Stephan Kasulke von T-Systems verrät das Rezept von IT-Qualität und wieso Zero Outage so wichtig ist.
Stephan Kasulke, Senior Vice President Quality

Herr Kasulke, das Zero-Outage-Programm von T-Systems hat die Fehlerfreiheit für die ICT-Branche zum Ziel. Hand aufs Herz: Ist eine komplett ausfallsichere IT überhaupt möglich?

Hundertprozentige Sicherheit gibt es auch bei der IT nicht, so realistisch müssen wir sein. Aber wir müssen zumindest ganz in die Nähe eines hundertprozentig fehlerfreien Services kommen. Und das schaffen wir mit Zero Outage auch: Unsere ausfallsicheren TwinCore-Rechenzentren garantieren einen zu 99,999 Prozent stabilen Betrieb.
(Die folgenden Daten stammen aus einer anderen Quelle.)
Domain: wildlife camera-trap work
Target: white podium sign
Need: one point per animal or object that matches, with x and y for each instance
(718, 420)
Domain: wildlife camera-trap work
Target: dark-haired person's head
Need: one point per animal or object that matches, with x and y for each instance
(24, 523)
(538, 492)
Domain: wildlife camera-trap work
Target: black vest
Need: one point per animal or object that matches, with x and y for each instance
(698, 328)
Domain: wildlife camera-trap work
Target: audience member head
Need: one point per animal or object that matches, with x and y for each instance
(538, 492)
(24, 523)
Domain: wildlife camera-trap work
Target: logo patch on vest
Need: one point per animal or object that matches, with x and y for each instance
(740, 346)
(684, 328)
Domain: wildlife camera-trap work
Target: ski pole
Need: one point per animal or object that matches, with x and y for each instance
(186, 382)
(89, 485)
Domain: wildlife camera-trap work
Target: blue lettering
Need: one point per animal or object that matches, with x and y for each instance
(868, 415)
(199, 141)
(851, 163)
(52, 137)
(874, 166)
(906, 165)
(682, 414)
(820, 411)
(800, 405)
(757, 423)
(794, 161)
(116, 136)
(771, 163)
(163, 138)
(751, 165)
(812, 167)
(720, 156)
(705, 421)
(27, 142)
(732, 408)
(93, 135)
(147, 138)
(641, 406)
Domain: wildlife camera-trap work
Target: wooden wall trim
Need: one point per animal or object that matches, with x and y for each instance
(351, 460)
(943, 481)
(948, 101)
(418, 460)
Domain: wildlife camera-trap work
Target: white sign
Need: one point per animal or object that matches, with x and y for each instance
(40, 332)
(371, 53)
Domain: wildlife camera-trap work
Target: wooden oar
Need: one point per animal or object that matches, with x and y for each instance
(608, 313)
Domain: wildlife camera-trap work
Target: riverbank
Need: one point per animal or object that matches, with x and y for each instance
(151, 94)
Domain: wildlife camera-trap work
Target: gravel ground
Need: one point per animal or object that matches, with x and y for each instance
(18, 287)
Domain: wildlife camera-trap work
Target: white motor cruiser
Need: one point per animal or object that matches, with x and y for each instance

Für einen reibungslosen IT-Betrieb beim Kunden sorgen zusätzlich über 20.000 qualitätszertifizierte Mitarbeiter.

Wieso messen Sie diesem Thema eine so hohe Bedeutung bei?

Im Zeitalter der Digitalisierung ist IT überall, sie verbindet alles miteinander. Und wenn IT nicht funktioniert, geht gar nichts mehr. Der Stellenwert von IT steigt immer mehr und gleichzeitig auch die Wichtigkeit, dass die Systeme zu jeder Zeit funktionieren. Es ist ja schon heute so, dass vernetzte IT-Systeme immer mehr lebensnotwendige Maschinen und Abläufe steuern. Intensivstationen und Operationssäle, Hochgeschwindigkeitsstrecken der Bahn oder Flugzeuge sind zum Beispiel auf eine fehlerfrei funktionierende IT angewiesen. Mit Blick auf Industrie 4.0 wird sich das noch weiter verstärken: Die Qualität der IT ist entscheidend.

Welche Folgen können ICT-Ausfälle haben?

Zum einen geht es um unmittelbare Risiken für Leib und Leben, etwa bei Fernoperationen. Aber auch um wirtschaftliche Risiken mit millionenschweren Ausfallzeiten. Die Marktforscher von Gartner haben errechnet, dass IT-Systemausfälle Unternehmen durchschnittlich 5.600 US-Dollar kosten – pro Minute. Nicht zuletzt leidet bei einem Serverausfall das Image: 2015 konnten Nutzer bei Apple bis zu elf Stunden keine Einkäufe tätigen, Downloads anstoßen oder sich einloggen. So etwas kratzt natürlich am Ruf.

Laut einer Reihe von Analysten ist die IT-Qualität heute Kriterium Nummer eins bei der Wahl eines Service-Providers – noch vor dem Preis. Wie stellen Sie diese Qualität sicher?

Zero Outage Conference
Auf der weltweit ersten Zero Outage Conference trafen sich 150 Führungskräfte und Experten aus Wirtschaft, Politik und Wissenschaft im Motorwerk Berlin und diskutierten die Verhinderung von IT-Ausfällen. Sehen Sie hier den Rückblick: Highlights, Reden, Meinungen.
Das Rezept für Qualität besteht aus drei Zutaten: Personal, Prozesse und Plattformen. Unser Personal besteht aus bestmöglich ausgebildeten Mitarbeitern, die regelmäßig geschult und zertifiziert werden – mit einer einheitlichen Kultur von Disziplin und Genauigkeit in allen Tätigkeiten. Dazu kommen einfache, standardisierte Prozesse, die die Effizienz erhöhen und ein qualitativ hochwertiges Ergebnis bei geringem Umsetzungsrisiko sicherstellen. Außerdem haben wir standardisierte, hochleistungsfähige und -verfügbare Plattformen, die immer auf dem neuesten Stand der Technik sind.

Das Zero-Outage-Programm läuft nun seit fünf Jahren. Wie erfolgreich ist es und wie ist das Feedback der Kunden?

Unsere Null-Fehler-Strategie geht auf. Anhand unserer kontinuierlichen Kundenbefragungen ist der Erfolg auch messbar: Mit einem TRI*M-Index von 90 gehört T-Systems aus Kundensicht inzwischen zu den Top 10 der IT-Dienstleister in Europa mit den zufriedensten Kunden. Die große Mehrheit der Kunden hat inzwischen gar keine IT-Ausfallzeiten mehr.